Abuja — The Ilorin zone of the Academic Staff Union of Universities (ASUU) has condemned media reports that four out of the five lecturers of the University of Ilorin (UNILORIN), recently reinstated by the Supreme Court have refused to resume work.
Zonal Coordinator and Chairman of the union's media committee, Prof. Eddy Olanipekun, who made the union's position known, said "from available records, four of the reinstated lecturers had reported physically to their departments within a week of a letter being forwarded to their lawyer by the university."
"Within the past two weeks, the press had been flooded with negative statements about the reinstated lecturers by the university's spokesperson, Mr. M.A. Adedimeji and the external counsel of the university, Mallam Yusuf Alli. Whatever the hidden and not so hidden motive for this negative propaganda, the resort to distortion, half-truth and outright deceit in the statements is, to say the least, reprehensible", he said.
He alleged that the misinformation that was fed to the press was that the lecturers refused to report to work, describing it as "a clear and unbecoming distortion of the situation."
According to him, "the university lawyer can hardly claim not to know that the lecturers could not have walked back to the campus without the authorities writing to reinstate them as ordered by the court. Indeed, the first statement that came from the university after the judgment was that they were waiting for a copy of the judgment before compliance. This attempt by the lawyer to twist the situation to insinuate dereliction on the part of the lecturers is totally in bad faith."
Olanipekun said another newspaper quoted "a source close to the vice-chancellor" as saying that only one of the lecturers actually resumed and was coming to work only 'once in a while. This was within a few days of the lecturers reporting before they even had the time to conclude resumption formalities", he said.
He added that the university lawyer also curiously raised what he called "moral issues" in relation to some of the returning lecturers, who have exercised their right to claim the entitlements given by the Supreme Court, and thereafter indicated their intention to disengage voluntarily from the university. "If the issue of 'morality' is relevant here at all, the eminent lawyer is obviously taking it from a belated and self-serving perspective. The real immorality is making the lecturers to suffer illegally for more than eight years and then trying to deny them their entitlements after they have been vindicated by the Supreme Court. What moral issue is there in some of the lecturers choosing to claim their entitlements and choosing to leave after the eight-year ordeal that the same university has forced them to go through?"
He said the lawyer also went to town about the reinstated lecturer who opted to retire but asked for his outstanding promotions. He quoted the lawyer to have said that "a lecturer cannot just be promoted; papers have to be assessed, and all that", adding that the lecturer himself had said specifically in the same short letter that he should be assessed based on prevalent regulations. "The lawyer omitted this aspect, again apparently in a bid to make the lecturers appear unreasonable. It is precisely such underhand tactics that are immoral, in our view."

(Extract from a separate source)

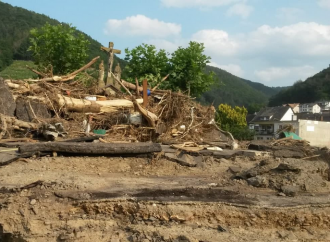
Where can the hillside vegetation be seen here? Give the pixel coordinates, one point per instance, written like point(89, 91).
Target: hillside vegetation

The chairman said the negative propaganda had been attributed to a number of possible objectives, saying that one objective may be to set the stage for upturning the judgment of the Supreme Court through the back door, by immediately setting up the returnees for "disciplinary action and proper fair hearing this time around", as had been threatened from within the university immediately after the judgment of the court.
"However, the obvious prejudicial environment of such a hypothetic course of action can still be problematic. The back door route may also be used to deny the returning lecturers some of their rights, if some of the lawyer's insinuations are interpreted correctly. He even went on to insinuate special assessment criteria and additional 'conditions' for the elevation of the returning lecturers."
Another prime target of this sudden media blitz, he said might be the outstanding case of the remaining 44 sacked lecturers. He said the thinking might be that, by continuing the negative branding of the lecturers, even after their reinstatement, it might be possible to prejudice the Supreme Court Justices against those who were yet to be reinstated. "Again, however, this can only be a futile effort too, as we do not believe that the eminent justices can be swayed by such skewed media propaganda."
Olanipekun accused the university of "showing its hand too soon in this prejudicial campaign." Although the institution's head had maintained a public silence on the issue he said, the spokesperson and lawyer have made public statements that were clearly prejudicial and were mutually reinforcing.
"For example", he said, the spokesperson was quoted as saying that 'the lawyer's statements remain the official position of the university', he said, the institution should give the rule of law a chance, as well as peace and reconciliation. The reinstated lecturers should promptly be given their monetary and non-monetary entitlements. Those who have opted to leave should be allowed to leave in peace, while those who choose to stay on at the university should be allowed to integrate smoothly and peacefully into the environment without any undue executive interference in the process or preemptive and prejudicial statements by the institution's spokesperson, its lawyers and 'sources close to the vice-chancellor."